Consider `(1 + x + x^(2))^(n) = sum_(r=0)^(n) a_(r) x^(r)` , where ` a_(0), a_(1), a_(2),…, a_(2n)` are
real number and n is positive integer.
If n is even, the value of ` sum_(r=0)^(n//2-1) a_(2r) ` is

To solve the problem, we need to find the value of the sum \( \sum_{r=0}^{n/2 - 1} a_{2r} \) where \( (1 + x + x^2)^n = \sum_{r=0}^{2n} a_r x^r \) and \( n \) is an even positive integer. ### Step-by-Step Solution: 1. **Understanding the Expression**: We start with the expression \( (1 + x + x^2)^n \).

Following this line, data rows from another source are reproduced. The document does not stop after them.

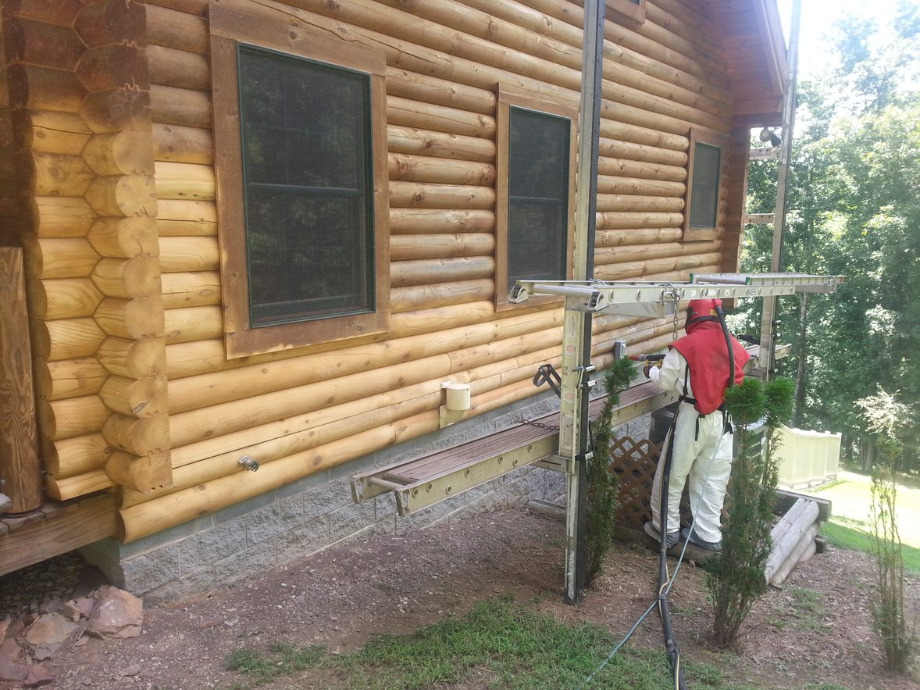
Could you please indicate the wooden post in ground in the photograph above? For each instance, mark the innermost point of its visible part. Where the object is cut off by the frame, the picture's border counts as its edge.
(20, 465)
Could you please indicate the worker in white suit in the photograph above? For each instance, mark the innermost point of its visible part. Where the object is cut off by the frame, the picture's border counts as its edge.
(696, 368)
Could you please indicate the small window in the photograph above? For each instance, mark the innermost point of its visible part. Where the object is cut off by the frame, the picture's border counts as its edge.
(300, 144)
(705, 170)
(535, 194)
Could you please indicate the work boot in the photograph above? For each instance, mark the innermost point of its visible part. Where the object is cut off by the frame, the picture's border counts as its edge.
(653, 532)
(692, 537)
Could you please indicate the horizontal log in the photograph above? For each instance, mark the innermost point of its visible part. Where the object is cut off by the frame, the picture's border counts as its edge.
(135, 397)
(632, 236)
(142, 474)
(407, 247)
(124, 237)
(406, 113)
(60, 175)
(185, 181)
(121, 153)
(193, 323)
(139, 437)
(66, 489)
(427, 169)
(416, 195)
(132, 319)
(187, 254)
(424, 142)
(57, 132)
(175, 106)
(123, 195)
(128, 278)
(76, 417)
(176, 29)
(441, 295)
(190, 289)
(419, 87)
(70, 298)
(178, 68)
(78, 455)
(71, 378)
(72, 338)
(66, 258)
(133, 358)
(61, 217)
(422, 221)
(180, 144)
(628, 219)
(431, 271)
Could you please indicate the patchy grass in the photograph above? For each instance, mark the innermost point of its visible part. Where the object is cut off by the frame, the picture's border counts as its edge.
(499, 644)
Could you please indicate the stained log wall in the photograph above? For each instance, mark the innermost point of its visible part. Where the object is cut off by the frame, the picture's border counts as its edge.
(135, 388)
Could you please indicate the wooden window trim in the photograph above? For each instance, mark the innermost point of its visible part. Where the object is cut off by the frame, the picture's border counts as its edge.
(721, 141)
(505, 99)
(241, 339)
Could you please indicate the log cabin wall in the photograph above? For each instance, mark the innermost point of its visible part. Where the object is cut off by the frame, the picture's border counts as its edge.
(137, 390)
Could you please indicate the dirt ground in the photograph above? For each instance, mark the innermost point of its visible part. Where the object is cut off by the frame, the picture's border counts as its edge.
(816, 629)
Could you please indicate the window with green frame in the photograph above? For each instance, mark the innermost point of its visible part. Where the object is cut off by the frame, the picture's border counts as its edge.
(308, 186)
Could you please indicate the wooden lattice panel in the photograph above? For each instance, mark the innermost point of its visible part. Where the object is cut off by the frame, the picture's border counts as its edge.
(634, 462)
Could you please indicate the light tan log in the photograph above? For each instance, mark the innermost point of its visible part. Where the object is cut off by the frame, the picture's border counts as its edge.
(70, 298)
(197, 425)
(425, 89)
(189, 254)
(66, 258)
(78, 455)
(72, 378)
(432, 271)
(122, 153)
(142, 474)
(438, 118)
(124, 237)
(137, 436)
(123, 195)
(175, 29)
(193, 323)
(614, 221)
(60, 175)
(438, 144)
(132, 319)
(427, 169)
(608, 184)
(133, 358)
(62, 217)
(76, 417)
(65, 489)
(128, 278)
(407, 247)
(71, 339)
(135, 397)
(640, 269)
(183, 144)
(644, 171)
(441, 295)
(190, 289)
(633, 236)
(174, 106)
(56, 132)
(421, 221)
(178, 68)
(805, 545)
(185, 181)
(414, 195)
(606, 256)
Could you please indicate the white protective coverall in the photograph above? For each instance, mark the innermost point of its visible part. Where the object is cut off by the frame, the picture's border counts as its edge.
(703, 453)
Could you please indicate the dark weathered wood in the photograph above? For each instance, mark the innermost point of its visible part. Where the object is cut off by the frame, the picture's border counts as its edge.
(20, 464)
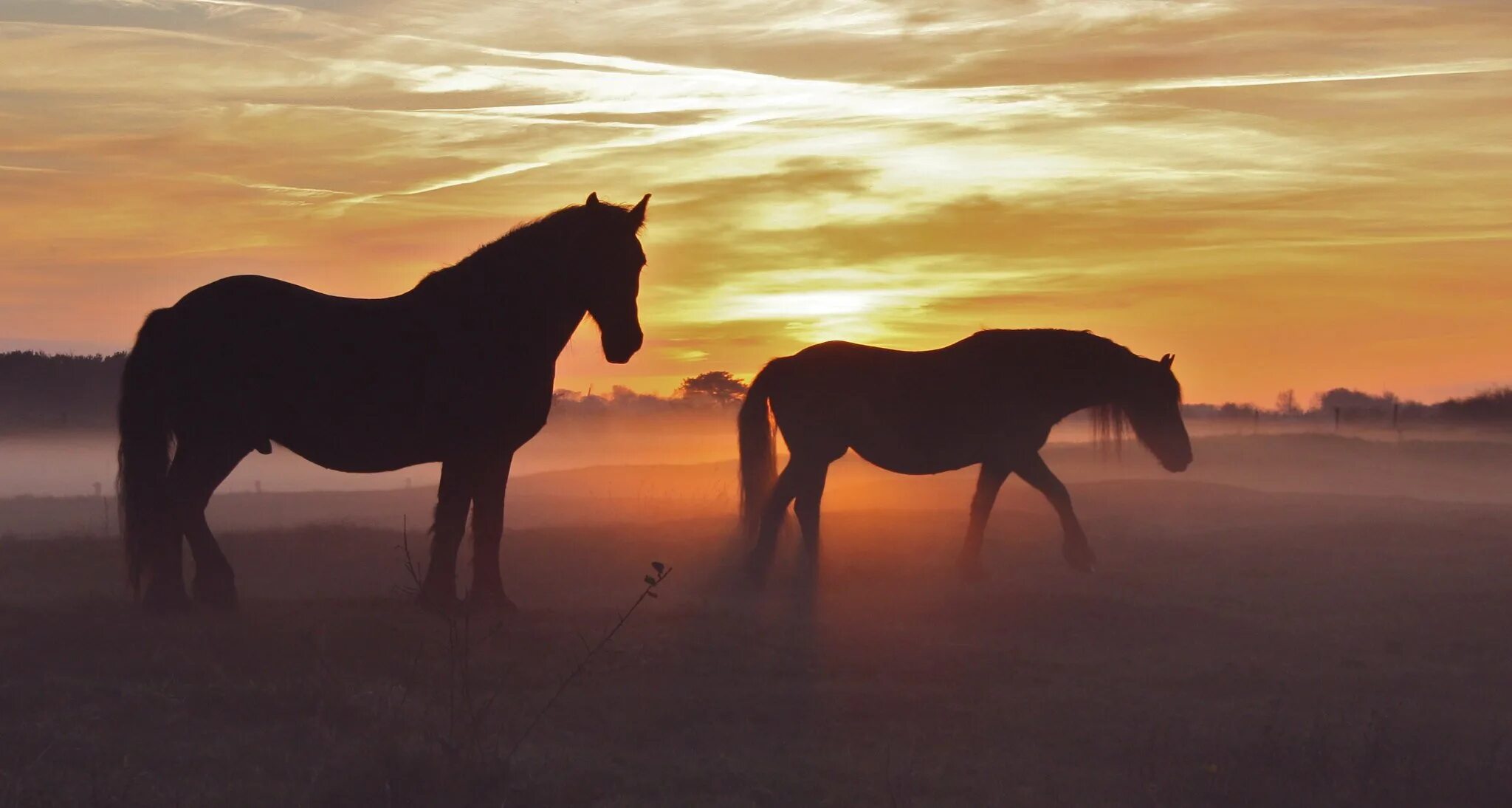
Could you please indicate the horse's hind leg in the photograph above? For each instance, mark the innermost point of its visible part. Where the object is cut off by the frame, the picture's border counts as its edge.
(988, 485)
(487, 587)
(772, 515)
(1074, 547)
(453, 496)
(199, 468)
(809, 489)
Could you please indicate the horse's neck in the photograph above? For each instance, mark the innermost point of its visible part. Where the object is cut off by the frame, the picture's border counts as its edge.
(1080, 386)
(522, 315)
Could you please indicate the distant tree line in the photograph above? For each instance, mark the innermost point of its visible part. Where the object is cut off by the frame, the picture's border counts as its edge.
(79, 392)
(58, 392)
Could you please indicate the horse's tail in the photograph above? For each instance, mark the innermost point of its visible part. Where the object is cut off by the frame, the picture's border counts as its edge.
(758, 450)
(145, 436)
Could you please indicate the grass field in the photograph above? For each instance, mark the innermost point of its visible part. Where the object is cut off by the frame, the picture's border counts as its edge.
(1236, 646)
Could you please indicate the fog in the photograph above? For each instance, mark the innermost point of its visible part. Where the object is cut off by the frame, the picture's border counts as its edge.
(647, 468)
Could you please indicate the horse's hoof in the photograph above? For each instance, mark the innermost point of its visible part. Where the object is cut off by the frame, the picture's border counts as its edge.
(165, 598)
(490, 600)
(215, 592)
(1080, 557)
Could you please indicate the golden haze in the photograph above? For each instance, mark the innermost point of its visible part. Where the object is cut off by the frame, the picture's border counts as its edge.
(1281, 194)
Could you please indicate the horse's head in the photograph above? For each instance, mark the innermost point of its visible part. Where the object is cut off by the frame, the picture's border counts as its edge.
(1152, 406)
(611, 261)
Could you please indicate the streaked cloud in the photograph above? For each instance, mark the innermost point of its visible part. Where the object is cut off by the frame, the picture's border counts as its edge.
(1287, 196)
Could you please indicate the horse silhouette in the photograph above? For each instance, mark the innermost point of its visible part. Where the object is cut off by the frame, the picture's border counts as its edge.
(988, 400)
(457, 369)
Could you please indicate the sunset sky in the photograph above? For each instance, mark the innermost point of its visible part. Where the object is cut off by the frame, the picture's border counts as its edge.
(1282, 194)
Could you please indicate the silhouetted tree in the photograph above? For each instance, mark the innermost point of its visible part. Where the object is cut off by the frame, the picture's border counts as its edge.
(715, 385)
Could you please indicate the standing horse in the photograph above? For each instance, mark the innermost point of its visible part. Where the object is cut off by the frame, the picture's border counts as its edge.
(457, 369)
(989, 398)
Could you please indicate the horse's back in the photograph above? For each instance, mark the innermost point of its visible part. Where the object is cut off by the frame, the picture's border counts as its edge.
(271, 360)
(912, 412)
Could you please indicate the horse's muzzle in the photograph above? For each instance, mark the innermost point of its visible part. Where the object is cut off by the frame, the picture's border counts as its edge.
(620, 352)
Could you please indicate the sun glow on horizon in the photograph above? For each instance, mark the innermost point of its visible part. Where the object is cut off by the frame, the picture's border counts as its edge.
(1292, 197)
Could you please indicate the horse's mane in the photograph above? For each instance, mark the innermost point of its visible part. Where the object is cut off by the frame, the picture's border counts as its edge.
(1109, 421)
(522, 238)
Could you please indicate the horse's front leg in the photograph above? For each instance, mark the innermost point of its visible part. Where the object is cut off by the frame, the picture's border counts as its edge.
(453, 496)
(1074, 547)
(988, 485)
(487, 589)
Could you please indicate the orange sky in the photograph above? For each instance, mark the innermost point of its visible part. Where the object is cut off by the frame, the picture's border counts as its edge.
(1281, 194)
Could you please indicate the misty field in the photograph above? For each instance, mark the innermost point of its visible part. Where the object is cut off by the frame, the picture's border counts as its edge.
(1237, 646)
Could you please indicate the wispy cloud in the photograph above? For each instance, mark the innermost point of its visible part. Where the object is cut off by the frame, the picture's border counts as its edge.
(1206, 177)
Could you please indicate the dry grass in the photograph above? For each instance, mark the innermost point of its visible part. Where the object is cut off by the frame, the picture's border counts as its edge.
(1236, 648)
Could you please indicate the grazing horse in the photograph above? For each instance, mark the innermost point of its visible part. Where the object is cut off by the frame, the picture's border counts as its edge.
(457, 371)
(988, 400)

This can be expanded using the binomial theorem, and it will yield coefficients \( a_r \) for each power of \( x \). 2. **Substituting \( x = 1 \)**: We substitute \( x = 1 \) into the expression: \[ (1 + 1 + 1^2)^n = 3^n \] This gives us: \[ a_0 + a_1 + a_2 + \ldots + a_{2n} = 3^n \quad \text{(Equation 1)} \] 3. **Substituting \( x = -1 \)**: Next, we substitute \( x = -1 \): \[ (1 - 1 + (-1)^2)^n = 1^n = 1 \] This gives us: \[ a_0 - a_1 + a_2 - a_3 + \ldots + a_{2n} = 1 \quad \text{(Equation 2)} \] 4. **Adding Equations 1 and 2**: We add Equation 1 and Equation 2: \[ (a_0 + a_1 + a_2 + \ldots + a_{2n}) + (a_0 - a_1 + a_2 - a_3 + \ldots + a_{2n}) = 3^n + 1 \] This simplifies to: \[ 2a_0 + 2a_2 + 2a_4 + \ldots + 2a_{2n} = 3^n + 1 \] Thus: \[ a_0 + a_2 + a_4 + \ldots + a_{2n} = \frac{3^n + 1}{2} \] 5. **Finding the Required Sum**: Since \( n \) is even, we can denote \( n = 2k \) for some integer \( k \). The terms \( a_{2r} \) for \( r = 0, 1, \ldots, k-1 \) correspond to the even-indexed coefficients up to \( a_{2(n/2 - 1)} \). Therefore: \[ \sum_{r=0}^{n/2 - 1} a_{2r} = \frac{3^n + 1}{4} - \frac{a_n}{2} \] where \( a_n \) is the middle term in the expansion. 6. **Final Result**: Since \( n \) is even, we can conclude that: \[ \sum_{r=0}^{n/2 - 1} a_{2r} = \frac{3^n + 1}{4} \] ### Conclusion: Thus, the value of \( \sum_{r=0}^{n/2 - 1} a_{2r} \) is \( \frac{3^n + 1}{4} \).